Il viaggio in Slovenia e la scoperta. La vicenda nasce nell’aprile 2025, quando una donna bresciana si presenta in un centro vaccinale e dichiara di detenere in casa due servali, felini africani noti anche come gattopardi. Da lì scatta la segnalazione e la Procura dispone il sequestro, poi convalidato dal gip. Gli animali vengono affidati a un centro individuato dal ministero dell’Ambiente. La proprietaria, che aveva acquistato i due esemplari in Slovenia, sostiene che si tratti di animali di compagnia, dotati di passaporto sloveno e microchip. Nel ricorso sottolinea inoltre che sarebbero nati in cattività da cinque generazioni, dunque privi delle caratteristiche originarie della specie selvatica.

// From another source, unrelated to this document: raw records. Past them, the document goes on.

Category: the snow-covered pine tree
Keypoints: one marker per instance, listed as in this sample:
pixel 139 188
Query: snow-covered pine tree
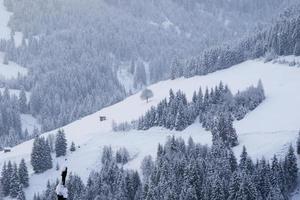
pixel 290 169
pixel 23 101
pixel 298 143
pixel 5 178
pixel 21 194
pixel 72 147
pixel 41 159
pixel 23 174
pixel 15 184
pixel 60 143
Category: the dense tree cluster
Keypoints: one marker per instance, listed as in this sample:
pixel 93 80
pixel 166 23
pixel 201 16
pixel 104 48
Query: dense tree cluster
pixel 14 179
pixel 11 108
pixel 282 38
pixel 216 110
pixel 73 69
pixel 189 172
pixel 60 143
pixel 41 159
pixel 122 156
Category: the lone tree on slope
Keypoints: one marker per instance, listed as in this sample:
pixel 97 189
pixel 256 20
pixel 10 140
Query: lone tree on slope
pixel 60 143
pixel 298 144
pixel 146 94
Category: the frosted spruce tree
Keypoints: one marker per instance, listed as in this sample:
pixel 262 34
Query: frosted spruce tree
pixel 41 159
pixel 15 184
pixel 60 143
pixel 23 174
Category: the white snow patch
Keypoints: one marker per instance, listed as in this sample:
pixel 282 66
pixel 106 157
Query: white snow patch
pixel 4 18
pixel 5 31
pixel 15 92
pixel 267 130
pixel 29 123
pixel 12 70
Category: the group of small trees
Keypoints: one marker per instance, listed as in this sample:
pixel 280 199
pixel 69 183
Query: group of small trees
pixel 41 159
pixel 11 108
pixel 188 171
pixel 216 110
pixel 280 39
pixel 14 179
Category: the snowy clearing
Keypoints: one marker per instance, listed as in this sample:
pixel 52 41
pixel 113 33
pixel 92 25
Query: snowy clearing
pixel 267 130
pixel 12 70
pixel 4 29
pixel 29 123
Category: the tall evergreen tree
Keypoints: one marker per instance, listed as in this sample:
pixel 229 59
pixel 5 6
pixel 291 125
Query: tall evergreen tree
pixel 23 101
pixel 15 184
pixel 23 174
pixel 41 159
pixel 60 143
pixel 291 169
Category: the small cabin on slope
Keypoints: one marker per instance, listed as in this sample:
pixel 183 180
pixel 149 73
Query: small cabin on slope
pixel 7 150
pixel 102 118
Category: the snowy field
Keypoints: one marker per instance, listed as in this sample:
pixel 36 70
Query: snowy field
pixel 12 70
pixel 267 130
pixel 4 29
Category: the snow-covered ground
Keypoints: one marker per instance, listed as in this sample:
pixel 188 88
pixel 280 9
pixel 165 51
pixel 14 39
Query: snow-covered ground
pixel 4 29
pixel 30 123
pixel 12 70
pixel 269 129
pixel 15 92
pixel 4 18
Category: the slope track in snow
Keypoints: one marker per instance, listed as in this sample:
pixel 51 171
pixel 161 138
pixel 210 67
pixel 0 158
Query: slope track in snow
pixel 269 129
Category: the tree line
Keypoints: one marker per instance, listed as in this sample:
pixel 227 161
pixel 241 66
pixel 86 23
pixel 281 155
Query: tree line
pixel 280 39
pixel 11 108
pixel 188 171
pixel 215 109
pixel 13 179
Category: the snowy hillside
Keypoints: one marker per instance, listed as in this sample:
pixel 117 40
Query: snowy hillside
pixel 4 29
pixel 267 130
pixel 12 70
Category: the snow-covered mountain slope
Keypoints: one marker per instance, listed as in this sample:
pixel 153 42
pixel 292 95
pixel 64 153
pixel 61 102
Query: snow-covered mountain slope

La decisione della Suprema Corte
Con una sentenza della terza sezione penale, la Corte di Cassazione ha respinto tutti e cinque i motivi di ricorso. I giudici ribadiscono che la normativa vieta la detenzione di “animali vivi di specie selvatica anche nati e allevati in cattività”. La riproduzione in ambiente domestico non elimina il patrimonio genetico originario né la potenziale pericolosità. Secondo la Corte, il bene primario da tutelare è la salute e l’incolumità pubblica, messa a rischio dalla possibilità che animali di questo tipo possano arrecare danni fisici o trasmettere malattie infettive. La confisca può essere disposta anche in assenza di condanna penale, come nel caso in esame, archiviato per particolare tenuità del fatto.
Il legame affettivo non basta
La difesa aveva richiamato il legame affettivo tra la donna e i due felini, definiti “i miei cuccioli”. Ma per gli ermellini prevale l’interesse collettivo su quello individuale. La tutela della pubblica sicurezza, si legge nella sentenza, riguarda una pluralità indeterminata di soggetti e non può essere subordinata alla consuetudine instaurata con l’animale. I due servali resteranno dunque nel centro di accoglienza. Il ricorso è stato rigettato integralmente e la proprietaria dovrà sostenere anche le spese processuali.